Prema não tinha dinheiro, bens, joias, objetos de valor ou mesmo utensílios de cozinha que pudessem ser vendidos. “Eu só tinha alguns baldes de plástico.” Então, ela percebeu que tinha algo que poderia vender. “Lembrei de uma loja que comprava cabelos. Fui até lá e vendi todo meu cabelo por 150 rúpias (US$ 2, ou R$ 8)”, disse Prema.

O cabelo humano é comercializado globalmente e a Índia é o principal exportador. Depois que o cabelo é vendido, os fios são usados para produzir implantes.

Os programas do governo voltados para ajudar a população carente da Índia geralmente não alcançam pessoas como Prema. O dinheiro que recebeu pela venda do cabelo poderia comprar um almoço em um restaurante de classe média em uma cidade maior. Mas, na aldeia dela, ela conseguiu comprar muito mais. “Consegui três pacotes de arroz cozido, cada um custando 20 rúpias (R$ 1,17), para os meus três filhos.” E depois?

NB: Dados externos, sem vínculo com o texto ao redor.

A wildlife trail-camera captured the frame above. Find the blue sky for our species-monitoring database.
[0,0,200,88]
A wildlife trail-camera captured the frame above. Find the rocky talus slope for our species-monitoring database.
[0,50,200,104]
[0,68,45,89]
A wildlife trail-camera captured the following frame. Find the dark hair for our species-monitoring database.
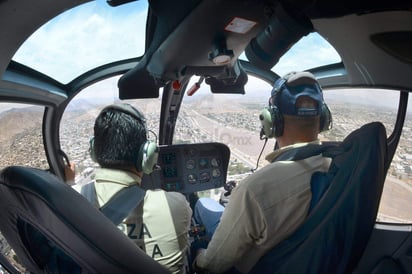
[94,108,147,168]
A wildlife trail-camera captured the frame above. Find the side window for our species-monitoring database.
[0,103,45,273]
[0,103,49,169]
[59,77,161,183]
[321,89,412,223]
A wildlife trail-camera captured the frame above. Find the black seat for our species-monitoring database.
[252,122,388,274]
[0,166,167,273]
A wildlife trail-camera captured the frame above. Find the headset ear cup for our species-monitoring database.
[259,108,273,138]
[89,136,97,162]
[319,103,333,132]
[136,141,159,174]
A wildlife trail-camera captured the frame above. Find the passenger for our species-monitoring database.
[193,72,331,273]
[79,104,192,273]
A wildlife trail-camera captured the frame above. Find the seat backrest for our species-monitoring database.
[252,122,388,274]
[0,166,167,273]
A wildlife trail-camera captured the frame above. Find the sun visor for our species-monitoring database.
[117,62,159,100]
[245,4,313,69]
[206,61,248,94]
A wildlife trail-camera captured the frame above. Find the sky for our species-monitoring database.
[8,0,410,112]
[13,0,340,83]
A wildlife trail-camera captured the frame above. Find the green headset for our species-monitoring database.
[89,104,159,174]
[259,72,332,139]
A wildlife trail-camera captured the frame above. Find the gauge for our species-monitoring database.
[199,158,209,169]
[187,174,197,184]
[186,159,196,169]
[210,158,220,167]
[212,168,221,177]
[200,172,210,184]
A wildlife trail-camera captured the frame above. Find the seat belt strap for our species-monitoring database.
[81,182,146,226]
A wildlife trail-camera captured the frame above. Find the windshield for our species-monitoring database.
[13,0,148,83]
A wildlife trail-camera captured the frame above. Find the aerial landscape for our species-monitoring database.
[0,91,412,270]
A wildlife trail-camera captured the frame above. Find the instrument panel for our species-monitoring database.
[142,143,230,193]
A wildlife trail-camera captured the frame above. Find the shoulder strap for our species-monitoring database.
[272,142,342,162]
[81,182,146,225]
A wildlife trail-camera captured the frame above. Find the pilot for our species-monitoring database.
[193,72,331,273]
[82,104,192,273]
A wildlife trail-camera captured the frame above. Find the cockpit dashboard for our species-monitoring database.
[142,143,230,194]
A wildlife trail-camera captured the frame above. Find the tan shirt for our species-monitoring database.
[95,169,192,273]
[196,144,330,273]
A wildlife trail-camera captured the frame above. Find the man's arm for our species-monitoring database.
[195,184,265,272]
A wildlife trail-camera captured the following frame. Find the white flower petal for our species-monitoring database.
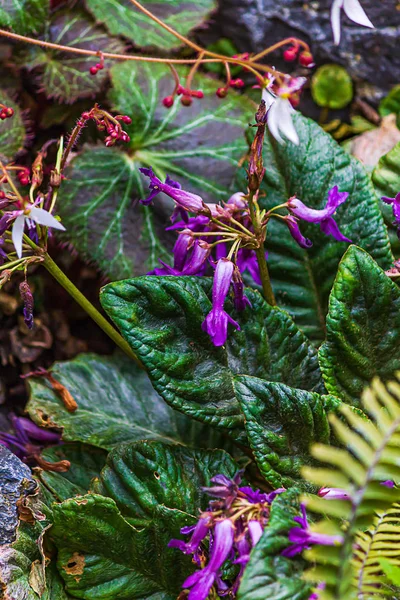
[331,0,343,46]
[29,206,65,231]
[343,0,374,29]
[11,215,25,258]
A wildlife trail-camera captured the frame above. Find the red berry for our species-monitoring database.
[163,96,174,108]
[283,46,297,62]
[215,88,228,98]
[181,95,193,106]
[299,50,314,67]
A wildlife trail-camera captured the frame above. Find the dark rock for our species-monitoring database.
[203,0,400,99]
[0,444,37,546]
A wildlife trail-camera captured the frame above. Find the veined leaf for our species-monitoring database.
[27,354,228,450]
[59,62,254,279]
[255,114,393,341]
[0,89,26,163]
[319,246,400,406]
[101,276,322,441]
[234,375,340,488]
[85,0,216,50]
[0,0,50,35]
[24,10,124,103]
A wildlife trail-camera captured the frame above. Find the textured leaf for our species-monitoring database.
[24,9,124,103]
[372,143,400,258]
[256,114,392,340]
[0,0,49,35]
[59,62,254,279]
[90,442,238,528]
[237,488,311,600]
[27,354,228,452]
[320,246,400,406]
[85,0,216,50]
[0,444,37,545]
[101,276,321,440]
[234,375,340,488]
[0,89,26,163]
[39,444,107,502]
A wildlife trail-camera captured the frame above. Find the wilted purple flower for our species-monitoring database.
[201,258,240,346]
[287,185,351,245]
[282,504,343,558]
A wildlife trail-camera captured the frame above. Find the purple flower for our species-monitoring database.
[288,185,351,243]
[139,168,205,213]
[182,519,234,600]
[282,504,343,558]
[381,192,400,238]
[201,258,240,346]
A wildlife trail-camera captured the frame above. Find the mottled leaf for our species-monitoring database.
[372,143,400,258]
[85,0,216,50]
[101,276,321,440]
[27,354,228,450]
[237,488,311,600]
[234,375,340,488]
[24,9,124,103]
[59,62,254,279]
[0,90,26,163]
[255,114,392,341]
[0,0,50,35]
[320,246,400,407]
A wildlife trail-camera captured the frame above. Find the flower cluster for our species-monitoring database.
[141,168,351,346]
[168,472,285,600]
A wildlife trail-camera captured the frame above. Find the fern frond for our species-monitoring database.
[303,373,400,600]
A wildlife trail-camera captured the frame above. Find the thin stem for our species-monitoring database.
[43,253,142,367]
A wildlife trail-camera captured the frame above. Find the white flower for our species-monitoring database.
[331,0,374,45]
[11,204,65,258]
[262,89,299,146]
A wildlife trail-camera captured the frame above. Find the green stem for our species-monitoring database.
[249,192,276,306]
[42,253,142,367]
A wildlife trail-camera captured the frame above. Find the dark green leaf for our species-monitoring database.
[94,442,238,529]
[39,444,107,501]
[0,89,26,163]
[0,444,37,545]
[234,375,340,488]
[237,489,311,600]
[24,9,124,103]
[372,143,400,257]
[256,114,393,340]
[0,0,49,35]
[101,277,321,437]
[51,494,191,600]
[59,62,254,279]
[85,0,216,50]
[27,354,228,452]
[320,246,400,407]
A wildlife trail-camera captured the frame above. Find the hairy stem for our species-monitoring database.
[42,253,142,367]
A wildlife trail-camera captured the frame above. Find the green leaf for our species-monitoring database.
[237,488,311,600]
[90,442,238,529]
[0,89,26,163]
[319,246,400,407]
[39,444,107,502]
[23,9,124,103]
[85,0,216,50]
[234,375,340,488]
[101,276,321,441]
[311,64,353,110]
[256,113,393,341]
[59,61,254,279]
[0,0,50,35]
[378,85,400,127]
[27,354,228,450]
[371,143,400,257]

Prema sabia que havia esgotado sua última opção e começou a se preocupar com a próxima refeição da família. Durante anos, ela trabalhou com o marido na fabricação de tijolos e eles ganharam dinheiro suficiente apenas para os gastos básicos. Seu marido havia feito um empréstimo para montar seu próprio forno de tijolos, mas os planos nunca decolavam e a frustração tomava conta. Ele nunca conseguia dinheiro suficiente, se viu em um estado de desespero, e se matou.

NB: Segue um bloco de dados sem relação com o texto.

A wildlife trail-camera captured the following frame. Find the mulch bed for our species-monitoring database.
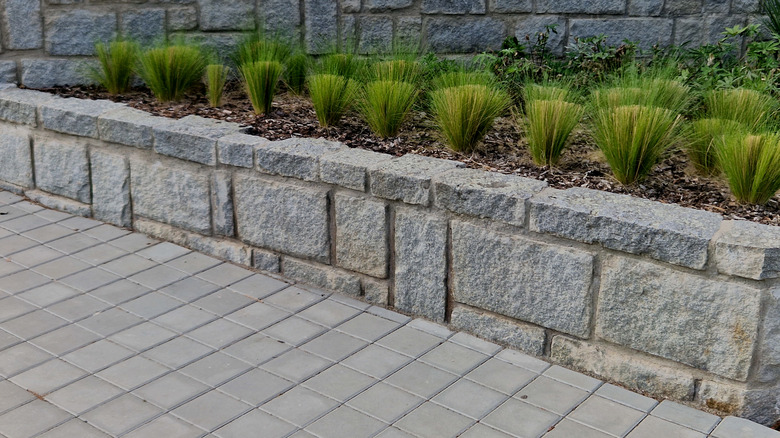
[36,84,780,225]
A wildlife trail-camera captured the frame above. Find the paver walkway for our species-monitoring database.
[0,191,780,438]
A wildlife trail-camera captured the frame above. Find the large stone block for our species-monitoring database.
[529,188,722,269]
[90,149,133,227]
[233,175,330,263]
[130,159,211,234]
[452,221,593,337]
[33,136,91,204]
[395,208,447,321]
[335,194,389,278]
[596,257,761,381]
[433,169,547,227]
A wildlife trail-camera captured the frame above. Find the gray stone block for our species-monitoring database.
[596,257,761,381]
[90,149,133,227]
[450,306,546,356]
[217,134,269,169]
[320,148,392,192]
[130,159,211,234]
[433,169,547,227]
[335,193,389,278]
[45,9,117,56]
[40,98,124,138]
[282,257,360,296]
[529,188,722,269]
[452,221,593,337]
[369,154,463,206]
[395,208,447,322]
[33,136,91,204]
[255,138,344,181]
[233,175,330,263]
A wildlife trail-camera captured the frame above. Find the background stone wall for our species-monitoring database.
[0,0,758,87]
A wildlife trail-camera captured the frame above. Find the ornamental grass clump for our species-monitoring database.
[717,134,780,205]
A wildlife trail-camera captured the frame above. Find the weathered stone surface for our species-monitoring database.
[450,221,593,337]
[45,9,117,56]
[395,208,447,321]
[335,194,389,278]
[596,257,761,381]
[320,148,392,192]
[550,335,695,400]
[255,138,344,181]
[282,257,360,296]
[90,149,133,227]
[529,188,722,269]
[40,98,124,138]
[0,125,34,187]
[0,0,43,50]
[425,17,507,53]
[33,136,91,204]
[450,306,546,356]
[217,134,269,169]
[715,221,780,280]
[433,169,547,227]
[130,159,211,234]
[234,175,330,263]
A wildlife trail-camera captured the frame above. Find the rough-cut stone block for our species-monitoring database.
[529,188,722,269]
[90,149,133,227]
[282,257,360,296]
[550,335,695,400]
[40,98,124,138]
[233,175,330,263]
[715,221,780,280]
[130,159,211,234]
[217,134,269,169]
[450,306,546,356]
[335,194,388,278]
[0,125,33,187]
[450,221,593,337]
[45,9,117,56]
[255,138,343,181]
[370,154,463,206]
[320,148,392,192]
[433,169,547,226]
[596,257,761,381]
[33,137,91,204]
[395,208,447,321]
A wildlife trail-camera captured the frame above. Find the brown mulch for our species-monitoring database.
[38,84,780,225]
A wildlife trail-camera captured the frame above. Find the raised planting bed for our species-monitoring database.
[0,87,780,424]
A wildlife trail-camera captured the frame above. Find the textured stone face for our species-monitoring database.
[596,257,760,381]
[335,194,388,278]
[452,221,593,337]
[130,160,211,234]
[33,137,91,204]
[395,208,447,321]
[234,175,330,263]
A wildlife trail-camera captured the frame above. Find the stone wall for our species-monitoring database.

Depois que acabou o dinheiro da venda do cabelo e sem ninguém para apoiá-la, Prema pensou em seguir o mesmo caminho.

“Fui a uma loja e pedi um pesticida.” Notando seu estado de angústia, o vendedor se recusou a atender ao pedido. Ela chegou em casa e decidiu tentar outra coisa. Arrancou sementes das plantas de oleandro (venenosa) e começou a triturá-las para fazer uma pasta. Felizmente, a irmã dela, que mora no bairro, apareceu e a impediu de tomar a mistura venenosa.

Prema diz que a pressão para pagar o dinheiro emprestado pelo marido acabou com ela. Desde a morte do marido, Prema é a única fonte de renda da família. Ela continua fabricando tijolos — um trabalho exigente fisicamente, mas cuja remuneração é melhor que a do trabalho agrícola. “Quando vou ao trabalho, recebo 200 rúpias (R$ 11,71) por dia, o que é suficiente para nossa família”, diz Prema. Ela normalmente leva seus dois filhos pequenos porque eles não têm idade suficiente para ir à escola.

Mas, durante os três meses anteriores à venda dos cabelos, ela muitas vezes adoecia, o que significava que não podia ganhar dinheiro suficiente. “Eu não conseguia carregar uma carga pesada de tijolos. Fiquei em casa a maior parte do tempo, com febre.”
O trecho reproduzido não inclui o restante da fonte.